Data_Sheet_1_Next-generation sequencing of a combinatorial peptide phage library screened against ubiquitin identifies peptide aptamers that can inhibit the in vitro ubiquitin transfer cascade.docx

Defining dynamic protein–protein interactions in the ubiquitin conjugation reaction is a challenging research area. Generating peptide aptamers that target components such as ubiquitin itself, E1, E2, or E3 could provide tools to dissect novel features of the enzymatic cascade. Next-generation deep sequencing platforms were used to identify peptide sequences isolated from phage-peptide libraries screened against Ubiquitin and its ortholog NEDD8. In over three rounds of selection under differing wash criteria, over 13,000 peptides were acquired targeting ubiquitin, while over 10,000 peptides were selected against NEDD8. The overlap in peptides against these two proteins was less than 5% suggesting a high degree in specificity of Ubiquitin or NEDD8 toward linear peptide motifs. Two of these ubiquitin-binding peptides were identified that inhibit both E3 ubiquitin ligases MDM2 and CHIP. NMR analysis highlighted distinct modes of binding of the two different peptide aptamers. These data highlight the utility of using next-generation sequencing of combinatorial phage-peptide libraries to isolate peptide aptamers toward a protein target that can be used as a chemical tool in a complex multi-enzyme reaction.

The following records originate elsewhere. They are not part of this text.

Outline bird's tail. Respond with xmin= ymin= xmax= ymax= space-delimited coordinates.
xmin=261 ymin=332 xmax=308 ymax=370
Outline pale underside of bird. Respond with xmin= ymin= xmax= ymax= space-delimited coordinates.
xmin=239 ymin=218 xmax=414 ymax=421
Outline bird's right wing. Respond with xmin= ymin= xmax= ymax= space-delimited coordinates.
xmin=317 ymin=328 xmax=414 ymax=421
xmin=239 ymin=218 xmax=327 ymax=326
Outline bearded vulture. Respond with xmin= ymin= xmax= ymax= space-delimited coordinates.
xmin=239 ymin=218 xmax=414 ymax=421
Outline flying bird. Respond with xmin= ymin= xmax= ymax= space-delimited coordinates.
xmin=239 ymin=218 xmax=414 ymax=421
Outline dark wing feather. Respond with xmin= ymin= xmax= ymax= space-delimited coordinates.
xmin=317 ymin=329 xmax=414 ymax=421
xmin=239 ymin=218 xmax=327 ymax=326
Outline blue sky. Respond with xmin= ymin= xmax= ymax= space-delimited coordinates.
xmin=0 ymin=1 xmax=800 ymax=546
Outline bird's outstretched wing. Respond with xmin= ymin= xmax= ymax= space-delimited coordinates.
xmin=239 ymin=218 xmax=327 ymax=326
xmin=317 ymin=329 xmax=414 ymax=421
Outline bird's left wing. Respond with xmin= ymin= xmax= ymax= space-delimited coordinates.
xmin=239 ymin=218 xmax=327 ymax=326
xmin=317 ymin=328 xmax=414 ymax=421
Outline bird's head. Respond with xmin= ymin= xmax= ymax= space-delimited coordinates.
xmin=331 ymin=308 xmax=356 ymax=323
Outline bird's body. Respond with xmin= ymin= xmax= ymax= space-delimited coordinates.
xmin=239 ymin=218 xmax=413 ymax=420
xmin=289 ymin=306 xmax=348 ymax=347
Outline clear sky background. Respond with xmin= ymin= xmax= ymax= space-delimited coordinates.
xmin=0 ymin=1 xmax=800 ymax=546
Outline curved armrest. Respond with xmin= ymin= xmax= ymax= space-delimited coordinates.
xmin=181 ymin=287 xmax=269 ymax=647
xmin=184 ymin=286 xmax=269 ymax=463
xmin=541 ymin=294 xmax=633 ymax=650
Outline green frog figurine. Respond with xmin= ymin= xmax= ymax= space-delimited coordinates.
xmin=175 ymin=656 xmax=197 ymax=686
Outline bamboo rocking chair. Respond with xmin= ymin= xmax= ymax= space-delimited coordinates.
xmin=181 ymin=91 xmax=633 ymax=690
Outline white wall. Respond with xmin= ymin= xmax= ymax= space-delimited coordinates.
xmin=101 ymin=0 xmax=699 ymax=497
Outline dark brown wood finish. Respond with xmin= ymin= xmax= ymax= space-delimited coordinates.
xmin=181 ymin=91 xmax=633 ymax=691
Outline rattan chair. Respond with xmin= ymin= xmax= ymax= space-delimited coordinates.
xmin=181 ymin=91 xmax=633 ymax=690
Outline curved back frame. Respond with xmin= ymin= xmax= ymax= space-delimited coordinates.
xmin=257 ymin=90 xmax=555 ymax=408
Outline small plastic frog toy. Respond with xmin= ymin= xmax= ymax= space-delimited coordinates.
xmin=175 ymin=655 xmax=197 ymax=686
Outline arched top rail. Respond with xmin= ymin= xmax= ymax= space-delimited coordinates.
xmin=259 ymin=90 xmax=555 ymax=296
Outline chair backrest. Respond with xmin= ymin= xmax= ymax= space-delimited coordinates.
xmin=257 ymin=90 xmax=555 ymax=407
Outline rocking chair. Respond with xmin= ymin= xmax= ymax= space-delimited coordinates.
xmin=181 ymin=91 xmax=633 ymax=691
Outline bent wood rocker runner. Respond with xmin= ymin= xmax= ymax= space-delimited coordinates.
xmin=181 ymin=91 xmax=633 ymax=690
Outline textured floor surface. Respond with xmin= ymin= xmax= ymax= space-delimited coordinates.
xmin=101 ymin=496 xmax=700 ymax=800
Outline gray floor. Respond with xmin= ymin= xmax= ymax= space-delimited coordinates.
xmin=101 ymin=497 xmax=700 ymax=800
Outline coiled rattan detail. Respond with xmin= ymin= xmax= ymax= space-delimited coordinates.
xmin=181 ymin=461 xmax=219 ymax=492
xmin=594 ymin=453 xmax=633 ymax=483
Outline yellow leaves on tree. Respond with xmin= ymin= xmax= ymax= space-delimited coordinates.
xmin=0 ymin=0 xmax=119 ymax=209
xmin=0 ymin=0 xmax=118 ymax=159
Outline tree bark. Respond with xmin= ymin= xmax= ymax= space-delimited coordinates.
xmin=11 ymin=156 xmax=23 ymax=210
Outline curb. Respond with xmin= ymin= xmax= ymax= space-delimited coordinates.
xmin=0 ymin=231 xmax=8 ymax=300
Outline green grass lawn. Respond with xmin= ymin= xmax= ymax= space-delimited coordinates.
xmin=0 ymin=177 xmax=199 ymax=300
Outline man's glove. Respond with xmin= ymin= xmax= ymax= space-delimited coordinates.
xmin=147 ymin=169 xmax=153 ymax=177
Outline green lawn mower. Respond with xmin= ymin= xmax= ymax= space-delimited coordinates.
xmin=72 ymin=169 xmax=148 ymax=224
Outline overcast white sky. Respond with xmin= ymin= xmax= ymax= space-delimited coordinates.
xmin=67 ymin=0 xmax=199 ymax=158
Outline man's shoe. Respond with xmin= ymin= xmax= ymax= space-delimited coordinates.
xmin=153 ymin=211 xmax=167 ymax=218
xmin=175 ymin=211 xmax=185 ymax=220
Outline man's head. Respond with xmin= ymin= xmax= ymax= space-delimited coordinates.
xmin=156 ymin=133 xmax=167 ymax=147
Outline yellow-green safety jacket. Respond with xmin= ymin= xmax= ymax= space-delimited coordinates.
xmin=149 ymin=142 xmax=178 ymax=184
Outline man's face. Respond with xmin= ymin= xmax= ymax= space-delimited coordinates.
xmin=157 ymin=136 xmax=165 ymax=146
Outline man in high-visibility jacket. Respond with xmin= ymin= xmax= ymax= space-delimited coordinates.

界定泛素化反应中动态的蛋白质-蛋白质相互作用是一块极具挑战性的研究领域。生成针对泛素本身、E1、E2或E3等成分的肽类适配体，可提供剖析酶促级联反应新特征的工具。通过利用下一代深度测序平台，从针对泛素及其同源蛋白NEDD8筛选的噬菌体-肽库中鉴定出肽序列。在多轮不同洗涤标准的筛选过程中，共获得超过13,000种针对泛素的肽，以及超过10,000种针对NEDD8的肽。这两种蛋白的肽重叠率低于5%，表明泛素或NEDD8对线性肽基序具有高度的特异性。其中两种泛素结合肽被鉴定出来，它们能够抑制E3泛素连接酶MDM2和CHIP。核磁共振分析突出了两种不同肽类适配体独特的结合模式。这些数据突显了使用组合噬菌体-肽库的下一代测序技术来分离针对蛋白质靶标的肽类适配体的实用性，这些适配体可作为复杂多酶反应中的化学工具。